In our study there was no significant difference in mortality (P = 0.99) and in the number of patients put on RRT (P = 0.34) between matched patients in the Low HES group compared with the High HES group. These results are in line with statements that avoiding hypervolemia rather than just abandoning any kind of volume therapy might influence the patients' outcome [16, 23, 24]. In this study significantly more patients received significantly more allogeneic blood products in the high HES group. These results should be interpreted with caution as we excluded all patients who required surgical re-exploration. One explanation for this observation would be that these patients had received a high dose of HES as fluid resuscitation just because they presented with a hypovolemic condition due to more surgical bleeding. Therefore, any bias regarding this issue cannot be neglected. Moreover, the primary endpoint of this study was AKI and not postoperative bleeding.

Limitations of the study

This study lacked a matched control group that had not received any HES. Only 63 patients had not received any HES solution during the study period.
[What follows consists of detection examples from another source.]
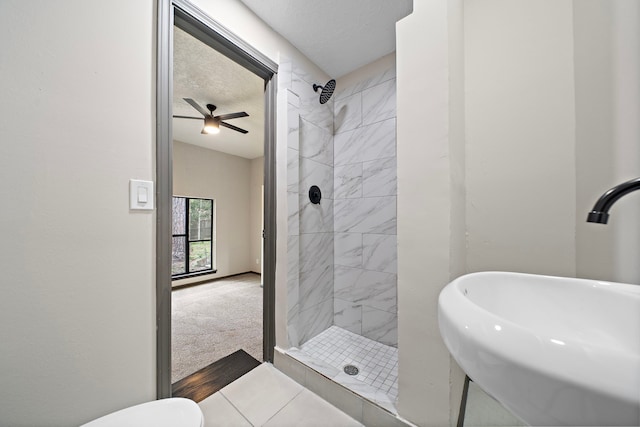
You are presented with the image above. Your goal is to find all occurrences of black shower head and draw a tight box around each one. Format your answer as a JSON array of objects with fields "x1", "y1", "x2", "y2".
[{"x1": 313, "y1": 79, "x2": 336, "y2": 104}]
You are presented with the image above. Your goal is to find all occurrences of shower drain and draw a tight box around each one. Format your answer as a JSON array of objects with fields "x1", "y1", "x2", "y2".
[{"x1": 344, "y1": 365, "x2": 360, "y2": 375}]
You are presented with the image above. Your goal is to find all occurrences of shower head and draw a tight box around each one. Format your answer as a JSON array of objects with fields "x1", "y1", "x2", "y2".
[{"x1": 313, "y1": 79, "x2": 336, "y2": 104}]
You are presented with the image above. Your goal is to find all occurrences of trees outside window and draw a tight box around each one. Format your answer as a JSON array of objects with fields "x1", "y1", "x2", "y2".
[{"x1": 171, "y1": 196, "x2": 215, "y2": 278}]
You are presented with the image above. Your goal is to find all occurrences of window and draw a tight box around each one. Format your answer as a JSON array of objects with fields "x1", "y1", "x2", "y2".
[{"x1": 171, "y1": 196, "x2": 215, "y2": 279}]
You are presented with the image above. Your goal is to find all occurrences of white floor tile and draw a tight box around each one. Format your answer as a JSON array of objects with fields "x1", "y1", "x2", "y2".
[
  {"x1": 220, "y1": 363, "x2": 303, "y2": 426},
  {"x1": 265, "y1": 390, "x2": 363, "y2": 427},
  {"x1": 464, "y1": 381, "x2": 526, "y2": 427},
  {"x1": 198, "y1": 393, "x2": 251, "y2": 427}
]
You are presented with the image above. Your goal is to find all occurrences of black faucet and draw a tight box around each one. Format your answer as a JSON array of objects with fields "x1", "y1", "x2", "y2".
[{"x1": 587, "y1": 178, "x2": 640, "y2": 224}]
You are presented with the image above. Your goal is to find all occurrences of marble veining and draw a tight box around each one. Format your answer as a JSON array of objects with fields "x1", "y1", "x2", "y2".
[
  {"x1": 300, "y1": 233, "x2": 333, "y2": 274},
  {"x1": 334, "y1": 265, "x2": 397, "y2": 313},
  {"x1": 333, "y1": 163, "x2": 363, "y2": 199},
  {"x1": 299, "y1": 265, "x2": 333, "y2": 311},
  {"x1": 333, "y1": 233, "x2": 363, "y2": 267},
  {"x1": 333, "y1": 118, "x2": 396, "y2": 166},
  {"x1": 287, "y1": 191, "x2": 300, "y2": 236},
  {"x1": 299, "y1": 158, "x2": 333, "y2": 203},
  {"x1": 333, "y1": 93, "x2": 362, "y2": 133},
  {"x1": 362, "y1": 306, "x2": 398, "y2": 346},
  {"x1": 362, "y1": 79, "x2": 396, "y2": 125},
  {"x1": 334, "y1": 66, "x2": 396, "y2": 101},
  {"x1": 299, "y1": 299, "x2": 333, "y2": 344},
  {"x1": 300, "y1": 119, "x2": 333, "y2": 166},
  {"x1": 362, "y1": 234, "x2": 398, "y2": 274},
  {"x1": 333, "y1": 196, "x2": 396, "y2": 234},
  {"x1": 362, "y1": 157, "x2": 398, "y2": 197},
  {"x1": 299, "y1": 196, "x2": 333, "y2": 233},
  {"x1": 287, "y1": 148, "x2": 300, "y2": 193},
  {"x1": 333, "y1": 298, "x2": 362, "y2": 335},
  {"x1": 287, "y1": 103, "x2": 300, "y2": 150}
]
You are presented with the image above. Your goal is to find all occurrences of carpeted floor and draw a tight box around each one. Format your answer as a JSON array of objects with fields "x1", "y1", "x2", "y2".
[{"x1": 171, "y1": 273, "x2": 263, "y2": 383}]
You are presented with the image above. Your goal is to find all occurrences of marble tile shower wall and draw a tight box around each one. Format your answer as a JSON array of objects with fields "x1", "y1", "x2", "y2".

Therefore they were not entered in the analysis. Second, we did not use the urinary output criteria of the RIFLE classification. This may have an impact on the staging of the patients to a particular RIFLE classification. Nevertheless, we considered even minimal increases of sCreat levels (0.3 ≥ mg/dL) and as such the sensitivity to detect any AKI has been increased. A third point that can be considered as a bias is that we excluded all patients who necessitated a surgical revision for bleeding and/or tamponade. In our view these patients can show severe hemodynamic instability putting them at high risk of renal hypoperfusion. In addition, they often require transfusion of allogeneic blood products. As a matter of fact perioperative red blood cell transfusions and surgical reexploration have been shown to be strongly and independently associated with AKI after cardiac surgery [12]. The retrospective character of this study did not allow us to compare the hemodynamic parameters between both groups which is of course an important drawback of this study. Lastly, our results are based on the total body weight instead of the ideal body weight. However, this is rarely realized in most cases in adult surgery.

Conclusions

This retrospective study in cardiac surgery compared the incidence of in-hospital AKI in function of the cumulative dose of HES 6% 130/ 0.4 administered for intra- and postoperative fluid resuscitation. After matching and in multivariable analysis, a cumulative volume of ≥ 30 mL/kg HES was significantly associated with an increased odds ratio of AKI. In the setting of the perioperative care of cardiac surgical patients fluid resuscitation with modern HES should be weight-adjusted and given at a maximum dose less than 30 mL/kg.